The Gigmy burst into laughter. “Hold him!” he ordered. Instantly the Gigmies clutched at David and held him while the king called his huge ugly dog from the dining hall.

“Get her!” roared the king. The horrid animal sprang at the bunny, but the little creature darted away in a frenzy of terror. Then David looked on in horror as all the Gigmies roared, and the dog chased the wretched bunny around the castle.


Chapter 14
A LOOK AT THE ZANY FLOWER

“Run! Run!” screamed David as the bunny scurried up the stairs and down the corridors and through the long rooms of the castle. “Let me go!” He roared at the Gigmies.

But it was no use. They held him by the arms and legs and he could not move. But he could tell by the wild barking of the dog just what was happening. For, wherever the bunny ran, there was the dog close behind. At last the little creature could run no more and the flung herself against David’s helpless legs. The dog pounced on her and triumphantly carried her to the king.

“Wretched boy!” said the king to David. “Did you truly think a Gigmy spell could be so easily broken?”

“But, the star!” cried David, crying with rage. “And the flower and the thread! You said if I brought them you would break the spell!”

“And lose my white hippopotamus?” laughed the king. “How foolish that would be! Now I have your gifts and a hippopotamus, too - the only white hippopotamus in all the world.”

The Gigmies nodded eagerly and laughed at David’s misery.
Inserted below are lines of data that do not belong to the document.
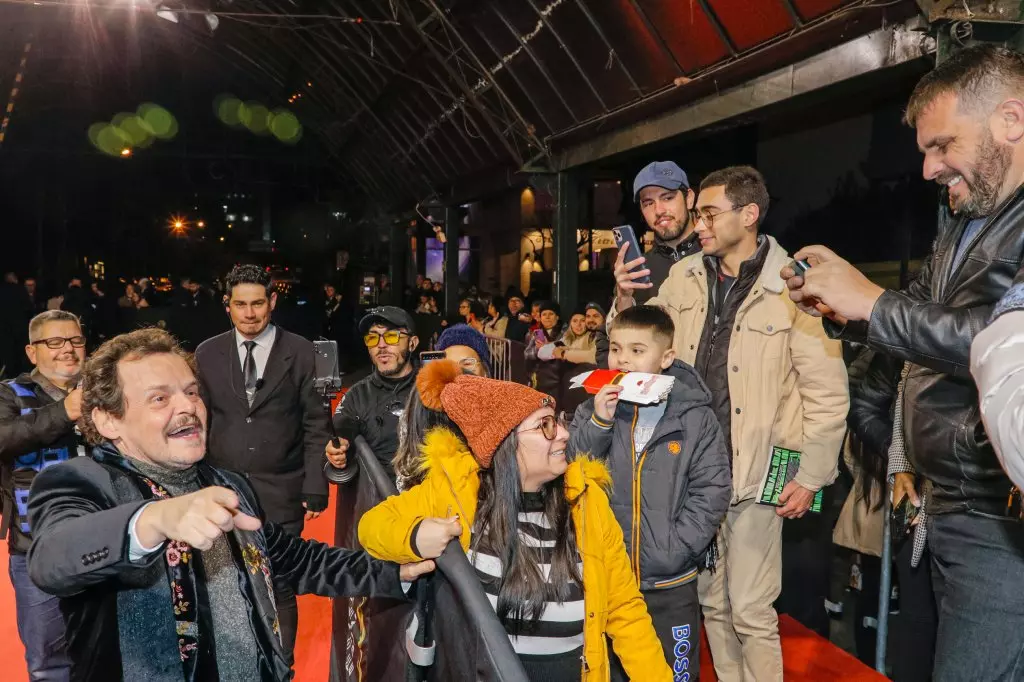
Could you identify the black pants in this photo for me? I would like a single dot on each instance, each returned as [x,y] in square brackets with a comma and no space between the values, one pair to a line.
[288,606]
[807,555]
[676,613]
[911,632]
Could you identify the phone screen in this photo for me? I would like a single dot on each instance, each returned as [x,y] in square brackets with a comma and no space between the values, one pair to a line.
[625,235]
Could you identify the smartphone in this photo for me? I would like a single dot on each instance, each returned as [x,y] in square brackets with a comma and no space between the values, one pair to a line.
[428,355]
[903,514]
[625,235]
[800,266]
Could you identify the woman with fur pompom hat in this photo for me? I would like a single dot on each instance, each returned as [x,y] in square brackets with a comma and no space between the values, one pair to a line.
[538,529]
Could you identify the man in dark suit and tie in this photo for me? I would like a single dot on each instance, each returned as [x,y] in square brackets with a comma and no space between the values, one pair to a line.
[266,421]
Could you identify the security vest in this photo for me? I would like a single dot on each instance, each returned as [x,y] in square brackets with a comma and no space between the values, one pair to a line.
[16,476]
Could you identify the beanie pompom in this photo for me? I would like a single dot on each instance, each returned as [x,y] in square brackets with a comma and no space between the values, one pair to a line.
[432,379]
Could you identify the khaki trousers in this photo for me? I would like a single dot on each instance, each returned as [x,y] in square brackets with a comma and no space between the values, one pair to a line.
[736,599]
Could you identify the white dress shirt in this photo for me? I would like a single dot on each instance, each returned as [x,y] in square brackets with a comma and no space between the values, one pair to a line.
[261,351]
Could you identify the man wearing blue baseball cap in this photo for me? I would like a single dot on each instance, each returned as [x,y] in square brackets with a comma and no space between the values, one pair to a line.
[666,200]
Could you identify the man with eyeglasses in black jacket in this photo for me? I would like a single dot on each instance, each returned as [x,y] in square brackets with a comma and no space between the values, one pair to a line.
[38,412]
[373,408]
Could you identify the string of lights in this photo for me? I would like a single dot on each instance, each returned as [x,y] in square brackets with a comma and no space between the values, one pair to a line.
[14,90]
[136,7]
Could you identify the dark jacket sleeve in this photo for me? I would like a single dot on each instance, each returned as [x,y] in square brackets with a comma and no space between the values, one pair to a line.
[873,379]
[919,290]
[601,341]
[26,433]
[911,327]
[348,418]
[313,567]
[80,533]
[709,493]
[315,430]
[586,437]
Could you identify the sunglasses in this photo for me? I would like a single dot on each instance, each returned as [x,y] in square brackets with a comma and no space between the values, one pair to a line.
[549,426]
[57,342]
[391,338]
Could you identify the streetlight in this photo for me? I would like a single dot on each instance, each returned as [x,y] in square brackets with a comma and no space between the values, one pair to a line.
[177,224]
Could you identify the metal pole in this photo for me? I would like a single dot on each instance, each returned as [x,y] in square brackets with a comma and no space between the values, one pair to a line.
[452,218]
[885,587]
[566,221]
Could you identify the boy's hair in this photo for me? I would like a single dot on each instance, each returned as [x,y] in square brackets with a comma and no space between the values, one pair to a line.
[650,317]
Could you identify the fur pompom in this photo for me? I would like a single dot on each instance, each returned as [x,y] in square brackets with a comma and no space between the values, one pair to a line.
[432,379]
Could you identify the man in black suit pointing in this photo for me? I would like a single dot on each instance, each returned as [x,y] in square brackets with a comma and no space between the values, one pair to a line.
[266,421]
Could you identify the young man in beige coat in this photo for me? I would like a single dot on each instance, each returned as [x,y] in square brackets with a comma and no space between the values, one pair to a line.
[775,379]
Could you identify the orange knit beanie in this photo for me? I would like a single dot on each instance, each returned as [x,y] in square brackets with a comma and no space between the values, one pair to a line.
[485,410]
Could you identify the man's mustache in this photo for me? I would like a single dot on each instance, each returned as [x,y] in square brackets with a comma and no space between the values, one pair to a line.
[187,421]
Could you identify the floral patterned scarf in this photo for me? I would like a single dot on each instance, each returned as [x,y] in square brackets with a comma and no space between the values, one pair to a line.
[190,604]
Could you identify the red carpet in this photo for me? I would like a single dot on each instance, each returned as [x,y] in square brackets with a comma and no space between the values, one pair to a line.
[807,656]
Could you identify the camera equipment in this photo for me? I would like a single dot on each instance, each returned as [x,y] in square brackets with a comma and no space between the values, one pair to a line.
[327,383]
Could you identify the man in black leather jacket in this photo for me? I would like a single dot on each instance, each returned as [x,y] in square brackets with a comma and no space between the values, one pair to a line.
[373,408]
[970,120]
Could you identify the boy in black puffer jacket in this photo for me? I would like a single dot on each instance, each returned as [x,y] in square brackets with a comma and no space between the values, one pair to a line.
[672,478]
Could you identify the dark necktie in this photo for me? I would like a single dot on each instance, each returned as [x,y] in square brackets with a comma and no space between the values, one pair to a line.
[249,371]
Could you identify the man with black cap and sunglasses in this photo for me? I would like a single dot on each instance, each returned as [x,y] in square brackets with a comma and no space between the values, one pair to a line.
[663,190]
[374,407]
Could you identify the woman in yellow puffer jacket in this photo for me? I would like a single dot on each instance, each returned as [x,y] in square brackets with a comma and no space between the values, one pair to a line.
[539,531]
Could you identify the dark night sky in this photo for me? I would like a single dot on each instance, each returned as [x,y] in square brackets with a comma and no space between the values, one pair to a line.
[90,205]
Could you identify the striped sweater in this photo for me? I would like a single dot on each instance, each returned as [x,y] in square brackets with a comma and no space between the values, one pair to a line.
[558,633]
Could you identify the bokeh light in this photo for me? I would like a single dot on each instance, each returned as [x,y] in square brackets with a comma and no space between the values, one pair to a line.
[255,117]
[158,121]
[227,109]
[286,126]
[131,131]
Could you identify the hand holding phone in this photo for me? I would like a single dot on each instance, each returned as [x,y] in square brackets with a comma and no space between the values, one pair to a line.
[632,259]
[800,266]
[902,518]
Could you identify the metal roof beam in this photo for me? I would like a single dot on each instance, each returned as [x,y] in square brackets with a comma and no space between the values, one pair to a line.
[875,52]
[656,36]
[515,77]
[466,88]
[723,35]
[794,12]
[537,62]
[487,76]
[611,50]
[568,53]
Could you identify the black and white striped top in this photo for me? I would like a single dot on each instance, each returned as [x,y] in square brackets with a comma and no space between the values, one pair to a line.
[559,630]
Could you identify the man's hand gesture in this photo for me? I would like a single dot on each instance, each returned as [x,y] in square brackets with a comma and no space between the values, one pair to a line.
[198,518]
[832,287]
[337,456]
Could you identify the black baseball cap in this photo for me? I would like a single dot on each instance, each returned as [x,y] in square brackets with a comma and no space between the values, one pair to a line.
[389,315]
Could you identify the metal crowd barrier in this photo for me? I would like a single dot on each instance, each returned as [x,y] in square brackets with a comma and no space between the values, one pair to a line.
[508,360]
[370,635]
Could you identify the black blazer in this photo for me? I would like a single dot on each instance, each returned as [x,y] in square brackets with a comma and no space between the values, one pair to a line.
[80,512]
[279,442]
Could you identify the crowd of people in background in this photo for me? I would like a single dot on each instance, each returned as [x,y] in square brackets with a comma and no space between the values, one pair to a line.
[605,533]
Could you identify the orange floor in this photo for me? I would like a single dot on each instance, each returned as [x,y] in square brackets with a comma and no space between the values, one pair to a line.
[807,656]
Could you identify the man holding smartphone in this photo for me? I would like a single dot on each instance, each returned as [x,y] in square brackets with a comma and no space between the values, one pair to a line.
[666,200]
[775,380]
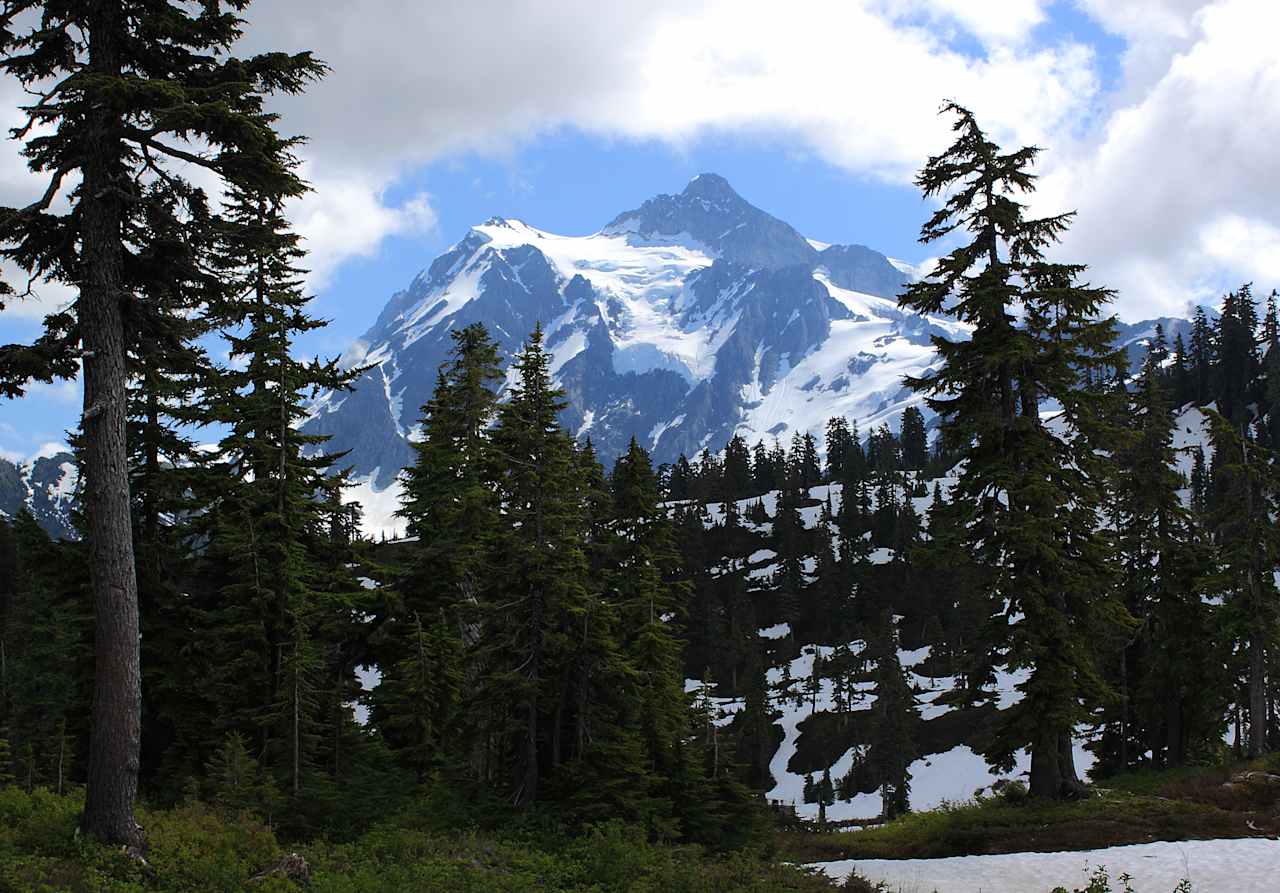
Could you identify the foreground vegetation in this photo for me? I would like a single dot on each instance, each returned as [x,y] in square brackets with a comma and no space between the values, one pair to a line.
[196,847]
[1229,801]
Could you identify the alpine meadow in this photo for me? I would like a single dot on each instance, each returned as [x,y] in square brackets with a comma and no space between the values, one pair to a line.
[688,554]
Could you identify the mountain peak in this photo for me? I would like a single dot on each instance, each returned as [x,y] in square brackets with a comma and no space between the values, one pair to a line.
[712,187]
[728,225]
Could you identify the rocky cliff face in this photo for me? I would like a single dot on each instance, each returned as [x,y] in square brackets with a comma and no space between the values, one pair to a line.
[46,486]
[680,323]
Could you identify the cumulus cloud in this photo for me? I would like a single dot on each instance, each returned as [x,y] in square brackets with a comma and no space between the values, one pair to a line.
[856,81]
[1176,195]
[1170,170]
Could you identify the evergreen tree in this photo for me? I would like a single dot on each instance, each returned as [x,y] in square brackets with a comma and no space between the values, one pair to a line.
[915,448]
[1237,356]
[737,468]
[840,442]
[1031,490]
[279,598]
[417,700]
[1247,552]
[132,82]
[525,619]
[1203,358]
[1162,668]
[892,747]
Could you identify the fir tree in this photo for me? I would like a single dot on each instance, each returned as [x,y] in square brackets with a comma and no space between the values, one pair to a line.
[1247,552]
[1161,668]
[1033,489]
[915,448]
[895,719]
[132,83]
[840,442]
[524,646]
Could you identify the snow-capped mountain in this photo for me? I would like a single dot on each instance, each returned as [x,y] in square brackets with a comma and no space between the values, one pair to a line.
[680,323]
[46,486]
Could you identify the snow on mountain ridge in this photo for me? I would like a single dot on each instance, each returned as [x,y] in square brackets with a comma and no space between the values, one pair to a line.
[686,320]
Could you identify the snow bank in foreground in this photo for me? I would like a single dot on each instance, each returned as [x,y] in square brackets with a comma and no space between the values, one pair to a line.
[1212,866]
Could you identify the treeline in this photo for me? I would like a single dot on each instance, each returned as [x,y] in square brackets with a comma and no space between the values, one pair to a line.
[740,471]
[536,631]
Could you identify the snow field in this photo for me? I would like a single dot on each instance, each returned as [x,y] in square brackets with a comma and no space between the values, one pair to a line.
[1212,866]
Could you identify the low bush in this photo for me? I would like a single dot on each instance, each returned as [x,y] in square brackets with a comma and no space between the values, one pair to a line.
[433,847]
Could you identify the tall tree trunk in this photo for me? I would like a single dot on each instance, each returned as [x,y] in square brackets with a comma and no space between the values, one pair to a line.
[1257,692]
[117,715]
[1046,777]
[1174,727]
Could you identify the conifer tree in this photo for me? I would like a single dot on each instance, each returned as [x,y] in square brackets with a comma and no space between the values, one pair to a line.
[120,88]
[1166,704]
[544,590]
[839,444]
[1032,490]
[737,468]
[417,700]
[915,448]
[1247,553]
[270,526]
[1203,358]
[892,747]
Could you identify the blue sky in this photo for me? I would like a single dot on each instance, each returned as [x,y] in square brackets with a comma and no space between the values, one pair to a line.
[565,114]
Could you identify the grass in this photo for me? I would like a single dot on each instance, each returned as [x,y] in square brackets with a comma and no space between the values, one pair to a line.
[1175,805]
[193,848]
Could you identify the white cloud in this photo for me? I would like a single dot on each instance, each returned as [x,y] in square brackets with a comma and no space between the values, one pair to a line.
[49,450]
[1178,193]
[346,218]
[1171,170]
[856,81]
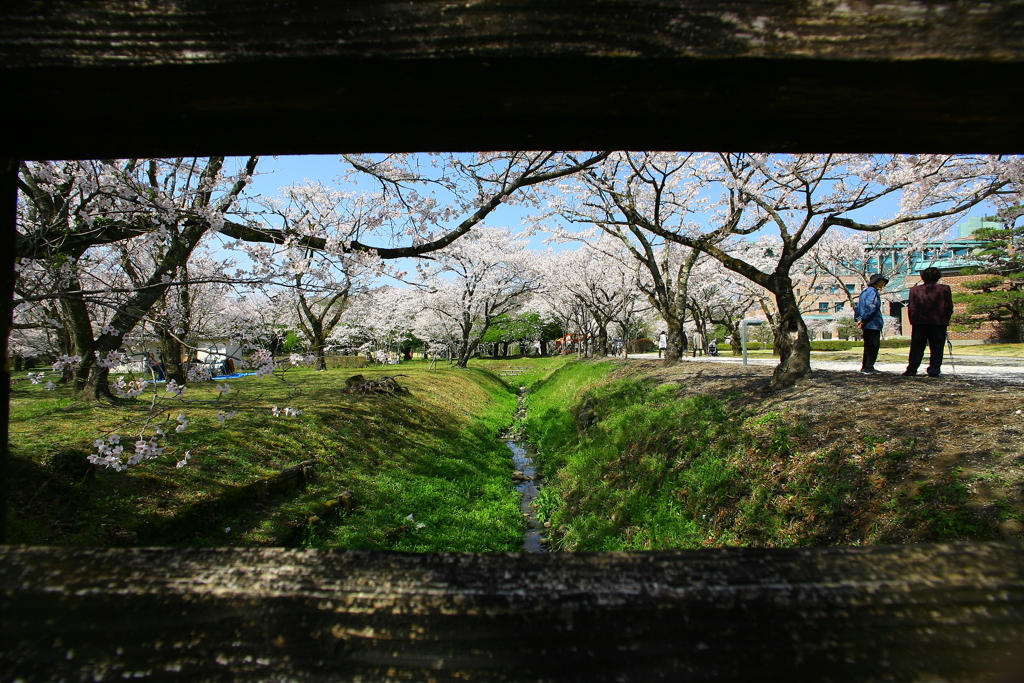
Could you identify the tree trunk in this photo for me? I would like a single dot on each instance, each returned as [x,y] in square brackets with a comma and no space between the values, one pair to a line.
[318,347]
[170,348]
[676,342]
[792,341]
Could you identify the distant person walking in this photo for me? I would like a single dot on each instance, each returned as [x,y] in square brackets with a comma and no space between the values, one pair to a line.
[868,316]
[930,308]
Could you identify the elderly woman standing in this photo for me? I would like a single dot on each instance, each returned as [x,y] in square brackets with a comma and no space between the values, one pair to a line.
[868,316]
[930,308]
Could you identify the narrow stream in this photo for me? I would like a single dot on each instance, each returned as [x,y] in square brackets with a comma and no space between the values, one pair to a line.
[527,482]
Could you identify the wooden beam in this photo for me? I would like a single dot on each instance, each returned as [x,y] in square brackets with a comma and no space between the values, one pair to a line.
[950,612]
[117,79]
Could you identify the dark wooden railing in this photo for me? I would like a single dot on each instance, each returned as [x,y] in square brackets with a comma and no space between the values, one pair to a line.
[171,78]
[914,612]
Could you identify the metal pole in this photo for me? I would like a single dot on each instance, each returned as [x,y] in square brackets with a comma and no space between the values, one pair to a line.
[742,335]
[742,339]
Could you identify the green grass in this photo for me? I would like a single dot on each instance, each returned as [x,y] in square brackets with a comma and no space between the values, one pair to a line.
[635,465]
[432,454]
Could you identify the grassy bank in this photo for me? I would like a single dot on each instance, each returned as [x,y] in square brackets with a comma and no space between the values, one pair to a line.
[431,454]
[639,461]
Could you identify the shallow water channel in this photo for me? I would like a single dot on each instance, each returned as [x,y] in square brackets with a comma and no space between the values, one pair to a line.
[527,483]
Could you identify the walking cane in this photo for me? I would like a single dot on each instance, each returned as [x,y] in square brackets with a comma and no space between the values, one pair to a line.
[950,345]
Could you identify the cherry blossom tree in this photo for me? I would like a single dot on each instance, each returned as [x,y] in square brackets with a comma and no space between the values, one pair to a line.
[803,197]
[622,197]
[379,319]
[117,235]
[484,274]
[321,281]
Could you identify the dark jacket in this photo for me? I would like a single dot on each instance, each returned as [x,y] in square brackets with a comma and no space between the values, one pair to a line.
[931,304]
[868,309]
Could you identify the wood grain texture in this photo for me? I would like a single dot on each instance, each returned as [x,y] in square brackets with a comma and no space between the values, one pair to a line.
[110,79]
[146,33]
[951,612]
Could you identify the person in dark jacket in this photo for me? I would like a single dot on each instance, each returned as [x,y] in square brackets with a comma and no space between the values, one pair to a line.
[868,315]
[930,308]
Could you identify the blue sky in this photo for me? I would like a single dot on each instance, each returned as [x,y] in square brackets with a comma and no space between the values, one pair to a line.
[276,172]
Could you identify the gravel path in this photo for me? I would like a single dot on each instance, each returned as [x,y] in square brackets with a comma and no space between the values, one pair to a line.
[1010,371]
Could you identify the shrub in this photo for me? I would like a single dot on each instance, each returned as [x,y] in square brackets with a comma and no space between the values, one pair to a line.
[641,346]
[345,361]
[830,345]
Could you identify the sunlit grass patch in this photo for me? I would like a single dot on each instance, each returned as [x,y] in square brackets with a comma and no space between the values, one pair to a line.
[432,453]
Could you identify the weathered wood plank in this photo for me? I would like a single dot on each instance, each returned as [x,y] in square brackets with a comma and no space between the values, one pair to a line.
[951,612]
[112,78]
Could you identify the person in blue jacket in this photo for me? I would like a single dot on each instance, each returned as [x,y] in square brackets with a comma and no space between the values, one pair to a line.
[868,316]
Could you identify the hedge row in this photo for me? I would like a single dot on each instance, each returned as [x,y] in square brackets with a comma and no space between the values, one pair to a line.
[837,344]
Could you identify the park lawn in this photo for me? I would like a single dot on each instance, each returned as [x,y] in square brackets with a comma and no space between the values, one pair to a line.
[640,457]
[432,454]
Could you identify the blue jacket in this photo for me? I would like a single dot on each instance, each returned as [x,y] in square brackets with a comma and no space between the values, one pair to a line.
[868,309]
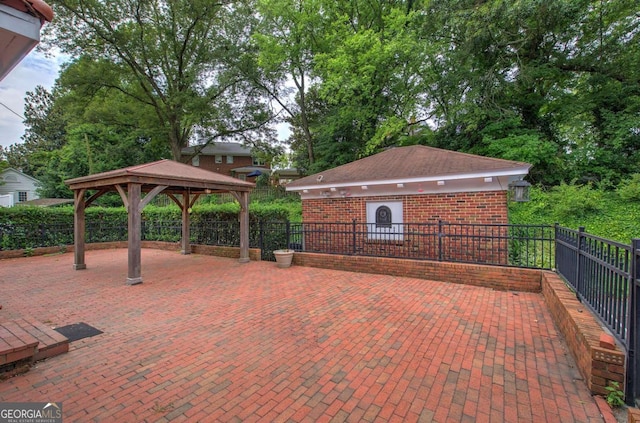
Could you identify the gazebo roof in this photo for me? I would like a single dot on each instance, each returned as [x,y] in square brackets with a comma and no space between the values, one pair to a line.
[176,176]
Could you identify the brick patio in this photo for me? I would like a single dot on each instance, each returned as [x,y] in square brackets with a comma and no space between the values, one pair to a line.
[208,339]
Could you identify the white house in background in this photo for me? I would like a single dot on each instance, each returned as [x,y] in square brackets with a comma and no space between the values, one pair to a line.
[16,187]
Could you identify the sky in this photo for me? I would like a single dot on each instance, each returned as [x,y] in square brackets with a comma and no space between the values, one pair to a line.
[33,70]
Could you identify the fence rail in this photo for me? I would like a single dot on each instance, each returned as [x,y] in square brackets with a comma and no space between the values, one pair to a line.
[507,245]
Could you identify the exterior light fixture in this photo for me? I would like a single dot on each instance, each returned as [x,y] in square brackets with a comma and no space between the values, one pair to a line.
[519,191]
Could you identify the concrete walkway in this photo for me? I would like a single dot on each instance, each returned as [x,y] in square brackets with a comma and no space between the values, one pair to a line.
[208,339]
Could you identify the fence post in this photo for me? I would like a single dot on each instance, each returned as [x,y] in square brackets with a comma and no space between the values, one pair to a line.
[288,234]
[633,358]
[556,227]
[261,237]
[440,234]
[353,237]
[578,267]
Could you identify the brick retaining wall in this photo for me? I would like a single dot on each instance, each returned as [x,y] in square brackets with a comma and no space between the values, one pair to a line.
[600,361]
[496,277]
[229,252]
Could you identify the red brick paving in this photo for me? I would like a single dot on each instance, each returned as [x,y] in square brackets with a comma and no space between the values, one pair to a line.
[208,339]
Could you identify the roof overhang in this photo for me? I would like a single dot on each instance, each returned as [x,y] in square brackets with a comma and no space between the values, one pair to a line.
[19,34]
[495,180]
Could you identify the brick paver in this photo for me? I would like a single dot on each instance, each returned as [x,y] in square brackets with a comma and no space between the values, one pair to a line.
[209,339]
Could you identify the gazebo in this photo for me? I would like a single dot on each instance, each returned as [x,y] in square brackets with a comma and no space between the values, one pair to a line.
[184,184]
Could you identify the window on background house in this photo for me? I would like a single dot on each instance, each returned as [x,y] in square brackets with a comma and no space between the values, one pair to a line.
[384,221]
[383,217]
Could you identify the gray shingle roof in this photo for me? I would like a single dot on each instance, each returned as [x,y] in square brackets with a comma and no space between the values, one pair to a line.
[222,148]
[411,163]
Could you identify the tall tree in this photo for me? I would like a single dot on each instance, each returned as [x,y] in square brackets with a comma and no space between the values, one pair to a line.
[182,59]
[289,34]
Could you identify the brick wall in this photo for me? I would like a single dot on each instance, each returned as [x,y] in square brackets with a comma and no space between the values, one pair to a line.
[464,243]
[599,360]
[496,277]
[230,252]
[465,207]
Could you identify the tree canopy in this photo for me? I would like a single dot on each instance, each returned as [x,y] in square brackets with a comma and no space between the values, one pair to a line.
[553,83]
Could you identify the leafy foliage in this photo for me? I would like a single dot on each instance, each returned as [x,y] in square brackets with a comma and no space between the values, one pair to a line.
[610,216]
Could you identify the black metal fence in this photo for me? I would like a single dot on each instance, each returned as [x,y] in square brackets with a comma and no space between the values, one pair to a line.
[507,245]
[606,277]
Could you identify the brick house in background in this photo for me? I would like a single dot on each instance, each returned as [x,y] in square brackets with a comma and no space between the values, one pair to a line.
[232,159]
[399,195]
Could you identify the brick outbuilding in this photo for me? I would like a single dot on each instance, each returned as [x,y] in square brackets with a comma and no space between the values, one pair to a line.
[415,184]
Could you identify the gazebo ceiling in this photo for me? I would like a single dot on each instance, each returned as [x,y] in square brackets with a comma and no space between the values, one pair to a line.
[174,175]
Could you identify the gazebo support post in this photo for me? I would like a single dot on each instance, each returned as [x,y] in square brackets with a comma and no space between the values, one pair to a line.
[243,199]
[78,229]
[186,202]
[135,230]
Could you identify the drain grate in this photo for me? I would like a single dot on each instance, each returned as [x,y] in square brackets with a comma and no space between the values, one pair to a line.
[78,331]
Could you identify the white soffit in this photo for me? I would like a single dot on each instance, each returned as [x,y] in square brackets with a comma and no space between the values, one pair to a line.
[19,34]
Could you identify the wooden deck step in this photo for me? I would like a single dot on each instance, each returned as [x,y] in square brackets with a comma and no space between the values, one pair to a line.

They dragged him into the courtyard. “See!” they shouted. “We have everything prepared for the day your sister will turn into a hippopotamus.”

Indeed they had! There was a tiny wire cage and next to it was a huge pool of water surrounded by a great iron fence.

“In four days,” said the king, “your sister will become a hippopotamus and we will keep her in this pool to amuse us forevermore.”

With that he put the little bunny into the small cage and locked the door. The poor bunny crouched against the ground quivering with terror.

“Wait!” cried David, biting and scratching at the hands that held him. “Just wait until Santa hears of this. He will destroy everyone of you!”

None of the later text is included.